Само по себе сравнение бабочки, вылупляющейся из куколки, с человеческой душой, покидающей тело, в европейской культуре восходит к Античности и широко представлено в фольклоре [Siganos 1985: 68–87, 162–180]. Аристотель и, позже, Плутарх употребляют слова «бабочка» и «душа» (ψυχη) в качестве синонимов и объясняют явление метаморфозы (яйцо – личинка/гусеница – куколка – бабочка) в контексте, подразумевающем аналогию с посмертным превращением человеческой души (Hist. Anim. 551a.1, Moralia 2.636c). Для Эзопа эта аналогия послужит сюжетом басни о бабочке, похваляющейся своим «человеческим» прошлым (Aes. 199). Вероятно, ту же аналогию подразумевает мозаика из Помпеев с изображением бабочки на человеческом черепе [Bendel 1980: 10] и выражение Овидия о «похоронных бабочках» («ferali… papilione»: Met. 15, 37). В литературе Возрождения античная метафорика наделяется христианскими коннотациями (например, у Данте: Purgatorio, 10; 124–125), определившими «энтомологический символизм» последующих столетий [Ferber 1999: 37–38]. Наблюдение над явлением метаморфозы и образ бабочки‑души буквализуют представление о «трансформативной» приуготовленности человека к вечности.

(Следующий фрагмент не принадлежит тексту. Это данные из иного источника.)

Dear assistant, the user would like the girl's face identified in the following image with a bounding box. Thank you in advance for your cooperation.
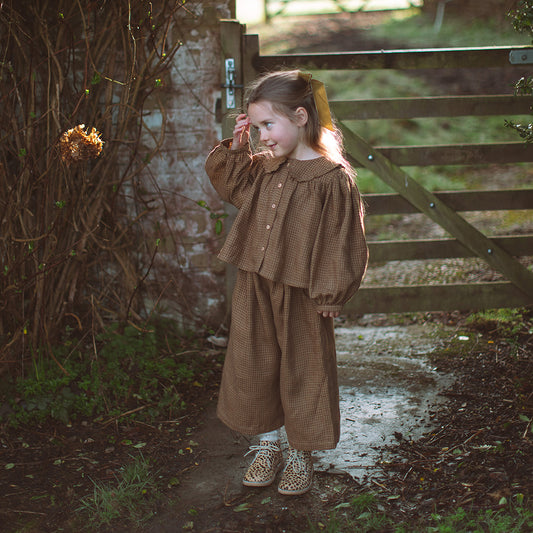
[247,100,308,159]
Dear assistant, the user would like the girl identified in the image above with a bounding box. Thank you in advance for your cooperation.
[205,70,368,496]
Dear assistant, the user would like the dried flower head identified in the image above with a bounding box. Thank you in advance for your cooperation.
[59,124,104,165]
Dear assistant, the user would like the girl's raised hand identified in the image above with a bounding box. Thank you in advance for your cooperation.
[231,114,251,150]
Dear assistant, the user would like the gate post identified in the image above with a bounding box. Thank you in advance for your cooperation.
[220,20,245,137]
[219,20,245,312]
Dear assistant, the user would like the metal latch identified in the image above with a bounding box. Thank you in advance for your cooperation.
[509,49,533,65]
[222,58,243,109]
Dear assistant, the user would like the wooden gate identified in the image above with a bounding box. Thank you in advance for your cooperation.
[219,20,533,314]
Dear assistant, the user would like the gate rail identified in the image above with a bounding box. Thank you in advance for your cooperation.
[220,20,533,313]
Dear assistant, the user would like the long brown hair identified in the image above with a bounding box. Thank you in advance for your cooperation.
[245,70,355,180]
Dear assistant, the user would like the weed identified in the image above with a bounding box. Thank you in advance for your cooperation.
[307,492,533,533]
[428,500,533,533]
[466,308,532,338]
[307,491,392,532]
[78,453,157,529]
[2,318,220,426]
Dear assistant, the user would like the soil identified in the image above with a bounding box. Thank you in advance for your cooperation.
[1,10,532,533]
[1,312,532,532]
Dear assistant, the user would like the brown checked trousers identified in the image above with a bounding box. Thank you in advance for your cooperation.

Теологические ассоциации, связываемые с энтомологией, вчитываются также в научную практику – ярким примером на этот счет может служит творчество Марии Сибиллы Мериан (1647–1718), голландской натуралистки и художницы, автора замечательно иллюстрированных альбомов, посвященных превращению гусениц в бабочек[142]. Энтомологические увлечения и богословские убеждения Мериан, состоявшей в религиозно‑пиетистской секте лабадистов (последователей лютеранского реформатора Жака Лабади), содержательно взаимосвязаны и объясняются, по мнению Дэвида Лэшмета, развитием принципиальной для лабадистов вероучительной идеи о префигурации, или «предосуществлении» (Адам Ветхого Завета – первый человек, «предосуществивший» появление Христа Спасителя в Новом Завете и тем самым «предосуществивший» будущее спасение человечества). Метаморфоза насекомых является с этой точки зрения не только удивительным природным феноменом, но и неоспоримым свидетельством тотального «предосуществления»: личинка умирает личинкой, но «предосуществляет» себя к жизни в образе бабочки – человек умирает человеком, но «предосуществляет» себя в будущем бессмертии[143]. Бо́льшая часть рисунков Мериан была, кстати сказать, куплена Петром I во время второго путешествия по Западной Европе и затем хранилась в собрании Библиотеки Академии наук[144].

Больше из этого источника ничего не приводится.